To do so would be a profound mistake. Much good work has been done both nationally and by regional stakeholders to identify challenges and opportunities and to throw this valuable work away now would be an error. Instead, the incoming government should seek to build on the existing foundations and utilise them to address some of the biggest challenges facing the country. 

If the next government is serious about addressing the disparities between our most prosperous areas and our least, it must look holistically at local policy making. Local challenges like inadequate housing provision, stifled business growth and poor public transport are inextricably linked to one another through planning requirements, a lack of strategic planning and outdated industrial zoning.
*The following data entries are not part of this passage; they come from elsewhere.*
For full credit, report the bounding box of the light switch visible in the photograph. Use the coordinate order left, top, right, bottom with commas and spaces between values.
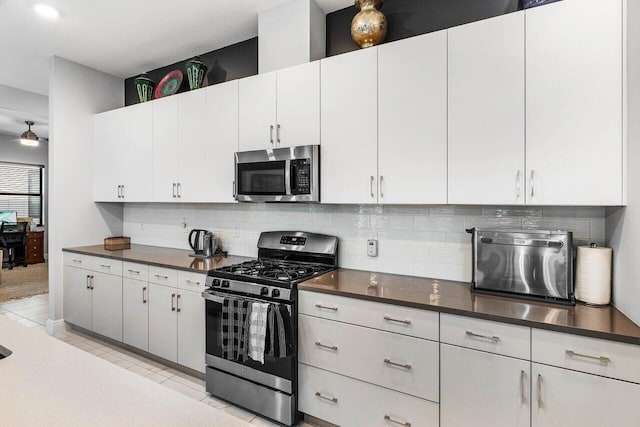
367, 239, 378, 257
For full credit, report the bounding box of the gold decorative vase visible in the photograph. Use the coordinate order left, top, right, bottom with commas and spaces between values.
351, 0, 387, 48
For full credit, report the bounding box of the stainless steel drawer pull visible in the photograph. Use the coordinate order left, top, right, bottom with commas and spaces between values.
100, 264, 111, 269
465, 331, 500, 343
186, 279, 201, 285
155, 274, 169, 279
314, 341, 338, 351
566, 350, 611, 364
315, 392, 337, 403
315, 304, 338, 311
520, 370, 526, 404
384, 415, 411, 427
384, 358, 412, 370
383, 315, 411, 325
128, 269, 140, 274
72, 259, 82, 263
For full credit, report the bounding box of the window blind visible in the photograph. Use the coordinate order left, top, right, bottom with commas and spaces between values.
0, 162, 44, 225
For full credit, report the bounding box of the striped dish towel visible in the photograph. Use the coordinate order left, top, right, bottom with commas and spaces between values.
248, 302, 270, 364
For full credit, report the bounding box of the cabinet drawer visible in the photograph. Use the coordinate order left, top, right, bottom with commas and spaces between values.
86, 256, 123, 276
64, 252, 89, 268
299, 290, 439, 341
299, 314, 439, 402
532, 329, 640, 384
123, 262, 149, 281
299, 363, 439, 427
177, 270, 206, 293
440, 313, 531, 360
148, 265, 178, 286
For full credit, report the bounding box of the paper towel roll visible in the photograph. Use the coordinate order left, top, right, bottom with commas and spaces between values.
575, 245, 613, 306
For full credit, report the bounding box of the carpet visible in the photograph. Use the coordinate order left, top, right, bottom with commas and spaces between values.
0, 263, 49, 302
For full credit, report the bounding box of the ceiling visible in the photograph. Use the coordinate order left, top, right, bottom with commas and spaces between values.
0, 0, 353, 96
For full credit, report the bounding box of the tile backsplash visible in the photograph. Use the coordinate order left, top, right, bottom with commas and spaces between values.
123, 204, 606, 282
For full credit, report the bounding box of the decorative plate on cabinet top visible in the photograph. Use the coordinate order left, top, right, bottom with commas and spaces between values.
154, 70, 183, 99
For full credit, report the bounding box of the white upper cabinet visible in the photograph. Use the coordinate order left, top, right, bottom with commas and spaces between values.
94, 108, 123, 202
239, 72, 278, 151
378, 30, 448, 204
177, 89, 207, 202
525, 0, 623, 205
152, 96, 179, 202
321, 47, 379, 204
448, 11, 526, 205
205, 80, 239, 202
276, 61, 321, 148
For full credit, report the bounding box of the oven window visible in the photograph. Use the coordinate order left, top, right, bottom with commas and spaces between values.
237, 161, 286, 195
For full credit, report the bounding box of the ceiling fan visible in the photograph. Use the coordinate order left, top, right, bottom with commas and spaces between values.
12, 121, 48, 147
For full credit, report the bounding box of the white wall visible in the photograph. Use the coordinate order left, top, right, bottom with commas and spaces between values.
606, 0, 640, 326
124, 204, 605, 283
47, 57, 124, 334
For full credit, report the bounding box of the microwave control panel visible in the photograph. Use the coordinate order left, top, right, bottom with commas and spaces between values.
291, 159, 311, 195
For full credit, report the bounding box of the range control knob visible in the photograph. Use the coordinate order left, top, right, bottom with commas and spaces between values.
221, 280, 230, 288
212, 279, 221, 287
271, 289, 281, 298
260, 287, 269, 296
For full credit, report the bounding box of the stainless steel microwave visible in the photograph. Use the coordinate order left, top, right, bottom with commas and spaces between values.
234, 145, 319, 202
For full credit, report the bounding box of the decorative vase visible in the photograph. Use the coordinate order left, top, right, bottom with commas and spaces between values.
185, 56, 208, 90
351, 0, 387, 49
134, 73, 155, 103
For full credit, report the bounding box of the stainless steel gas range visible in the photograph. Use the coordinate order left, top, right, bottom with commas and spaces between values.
201, 231, 338, 426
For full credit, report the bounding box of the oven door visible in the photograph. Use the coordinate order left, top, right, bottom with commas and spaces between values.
203, 291, 296, 394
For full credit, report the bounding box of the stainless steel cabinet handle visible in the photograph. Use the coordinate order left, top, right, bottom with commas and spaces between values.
121, 185, 125, 199
142, 286, 147, 303
370, 176, 375, 198
465, 330, 500, 343
117, 185, 120, 198
270, 125, 274, 145
177, 183, 182, 198
72, 259, 82, 263
171, 293, 176, 311
155, 274, 169, 279
86, 275, 90, 289
172, 183, 177, 198
315, 304, 338, 311
384, 315, 411, 325
530, 170, 535, 197
128, 269, 140, 275
516, 170, 521, 198
314, 341, 338, 351
537, 374, 543, 408
315, 392, 337, 403
277, 124, 281, 145
186, 279, 201, 285
176, 294, 181, 312
232, 181, 236, 198
380, 175, 384, 198
384, 358, 412, 370
100, 264, 111, 269
566, 350, 611, 364
520, 370, 526, 404
89, 275, 94, 290
384, 415, 411, 427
If the government were to take a holistic view of these connected local challenges, they would see the opportunity they pose to work towards the major challenges of Net Zero and clean growth.

A successful country should have no areas that have been left behind, but in order to achieve this, the country will require localised intervention based on the knowledge of those who know best – the people who live and work there – and that is exactly what the Local Industrial Strategy should be. If the next government get this right, it can connect opportunities across the country, add value to the whole economy, create more high quality jobs, forge better and greener transport links, create housing fit for the demands of today and enable us as a nation to address the major challenges of tomorrow.